Yes, the unknown is scary. And Finland is unknown to most people. But I can assure you that Finland really is among the best places on earth if you are looking for a safe haven for your personal data.
So a non-US service should be the primary choice if you are outside US and even a little bit privacy aware. And that’s after all most of the world’s population, about 96% are living elsewhere. But what if you are American, like Larry? Is it still a good idea to go off-shore?
Most of the cloud storage service are located in US and you may prefer domestic services. That’s the easy choice. But services overseas can really provide a significant benefit privacy-wise. First remember the four-hop principle. You think you have decent privacy protection as an US citizen, but are you sure that no friend-of-friend-of-friend-of-a-friend is suspected for some obscure reason? That would put you in the same boat as all us aliens. And the US authorities are not exactly open about what they are doing. This is what they have been forced to admit, it’s certainly not the full picture. Also keep in mind that your data is most vulnerable when stored. NSA can still attempt to snoop at your encrypted data connection to younited before it exits US, but that’s quite futile (see note below). And it’s finally game over once your data is on our disks here in Finland under a layer of AES-encryption. So an overseas service eliminates the by far easiest attack point.
You have nothing to hide? Yes, we hear that argument frequently. And it is of course good to be a decent citizen with no secrets. But are you really sure? First, no one can remember all documents and mails they have received and sent. I bet most people have items they rather not share with strangers, even if they can’t remember them right away. Second, we are changing and the world is changing around us. How can you tell that everything you do today is still in line with your profession, role and personality after 20 years? Is what you do today OK by our society’s standards at that time? No, nobody can of course be sure about that. So why take risks when there are easy ways to reduce our digital footprint?
Larry is also pointing out that we have the right to protect our data, but not necessary the need to do it. True. But if you don’t use that right, you are signaling that it isn’t important and can be taken away. And there are plenty of powers that would love to take it. In other words, it’s a lot easier to ban crypto and other privacy measures if they are used by criminals only. Let’s not contribute to a world without the right to use privacy protection.

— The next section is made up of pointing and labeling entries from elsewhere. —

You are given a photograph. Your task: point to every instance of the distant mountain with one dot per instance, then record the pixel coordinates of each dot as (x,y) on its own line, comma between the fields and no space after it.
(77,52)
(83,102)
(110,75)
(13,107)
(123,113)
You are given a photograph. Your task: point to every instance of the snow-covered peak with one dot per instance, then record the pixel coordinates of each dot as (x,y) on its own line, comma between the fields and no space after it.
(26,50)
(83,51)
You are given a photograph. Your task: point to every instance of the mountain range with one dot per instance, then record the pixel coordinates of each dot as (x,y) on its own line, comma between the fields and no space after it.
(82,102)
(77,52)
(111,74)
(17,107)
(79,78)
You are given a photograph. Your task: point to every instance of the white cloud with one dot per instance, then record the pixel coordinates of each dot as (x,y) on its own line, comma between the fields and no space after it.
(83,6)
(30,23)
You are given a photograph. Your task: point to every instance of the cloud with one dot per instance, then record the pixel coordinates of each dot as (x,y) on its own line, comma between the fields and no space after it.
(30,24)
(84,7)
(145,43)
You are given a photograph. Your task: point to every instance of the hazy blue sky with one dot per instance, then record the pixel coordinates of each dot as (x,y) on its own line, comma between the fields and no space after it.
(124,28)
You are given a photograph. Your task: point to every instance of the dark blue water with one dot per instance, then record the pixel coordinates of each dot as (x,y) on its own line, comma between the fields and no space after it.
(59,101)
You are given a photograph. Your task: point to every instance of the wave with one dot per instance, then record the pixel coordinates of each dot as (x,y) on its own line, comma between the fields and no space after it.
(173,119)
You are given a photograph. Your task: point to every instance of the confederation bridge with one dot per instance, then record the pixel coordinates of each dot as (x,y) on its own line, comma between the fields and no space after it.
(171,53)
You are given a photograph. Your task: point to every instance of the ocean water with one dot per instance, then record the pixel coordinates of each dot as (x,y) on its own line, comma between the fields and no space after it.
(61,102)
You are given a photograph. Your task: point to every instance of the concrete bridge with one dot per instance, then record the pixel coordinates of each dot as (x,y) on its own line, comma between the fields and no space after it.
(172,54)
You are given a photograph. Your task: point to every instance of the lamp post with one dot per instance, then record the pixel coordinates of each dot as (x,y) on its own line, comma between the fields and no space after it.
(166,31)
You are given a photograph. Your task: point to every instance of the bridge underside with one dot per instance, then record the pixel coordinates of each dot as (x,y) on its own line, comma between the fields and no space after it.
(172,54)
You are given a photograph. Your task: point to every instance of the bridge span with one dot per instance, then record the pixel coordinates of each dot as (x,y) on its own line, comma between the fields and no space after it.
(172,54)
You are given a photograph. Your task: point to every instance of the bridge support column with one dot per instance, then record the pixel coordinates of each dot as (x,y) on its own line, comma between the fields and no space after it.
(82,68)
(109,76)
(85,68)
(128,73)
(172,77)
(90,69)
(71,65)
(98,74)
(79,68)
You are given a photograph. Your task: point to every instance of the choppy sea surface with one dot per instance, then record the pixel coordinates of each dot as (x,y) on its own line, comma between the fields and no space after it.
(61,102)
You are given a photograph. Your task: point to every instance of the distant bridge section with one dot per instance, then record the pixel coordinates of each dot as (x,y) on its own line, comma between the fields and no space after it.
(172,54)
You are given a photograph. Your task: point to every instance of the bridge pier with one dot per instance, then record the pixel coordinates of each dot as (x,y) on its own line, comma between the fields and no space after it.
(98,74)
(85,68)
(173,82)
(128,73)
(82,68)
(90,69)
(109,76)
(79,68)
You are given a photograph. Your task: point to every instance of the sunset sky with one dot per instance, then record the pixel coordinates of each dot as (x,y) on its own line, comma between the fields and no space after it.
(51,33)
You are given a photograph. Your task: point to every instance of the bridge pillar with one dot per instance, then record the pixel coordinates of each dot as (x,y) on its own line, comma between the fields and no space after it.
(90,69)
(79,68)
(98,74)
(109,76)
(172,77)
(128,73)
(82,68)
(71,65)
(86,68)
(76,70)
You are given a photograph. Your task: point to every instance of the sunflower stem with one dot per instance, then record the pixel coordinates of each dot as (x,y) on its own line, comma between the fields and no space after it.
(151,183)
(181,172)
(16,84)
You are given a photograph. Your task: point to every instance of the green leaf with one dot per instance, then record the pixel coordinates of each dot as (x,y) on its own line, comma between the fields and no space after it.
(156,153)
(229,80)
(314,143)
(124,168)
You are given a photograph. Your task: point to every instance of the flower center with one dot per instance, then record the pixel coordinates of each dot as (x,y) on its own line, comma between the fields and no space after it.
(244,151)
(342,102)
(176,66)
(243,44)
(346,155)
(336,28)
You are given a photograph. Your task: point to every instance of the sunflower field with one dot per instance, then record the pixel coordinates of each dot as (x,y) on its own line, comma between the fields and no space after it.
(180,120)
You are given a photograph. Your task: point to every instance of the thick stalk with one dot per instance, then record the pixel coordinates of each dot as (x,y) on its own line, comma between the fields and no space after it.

So why not follow Larry Seltzer’s example and sign up for younited right away. Do you fall in love with the service of its level of safety and privacy, or for the engaging and fun user experience? Or both?
Note about encryption of data in transfer. There’s constant speculation about if NSA can break the SSL/TLS encryption that is used for this kind of connections. There are indications that they have succeeded in some cases, but this typically involve outdated implementations, software modules that have been weakened on purpose or keys that have been shared with NSA by the service owner. NSA’s ability to break full-strength SSL/TLS is speculative, and any such attack would, if possible, require so much resources that only a small number of targets could be followed. Summary: Ordinary people can consider the encrypted link to younited as perfectly safe.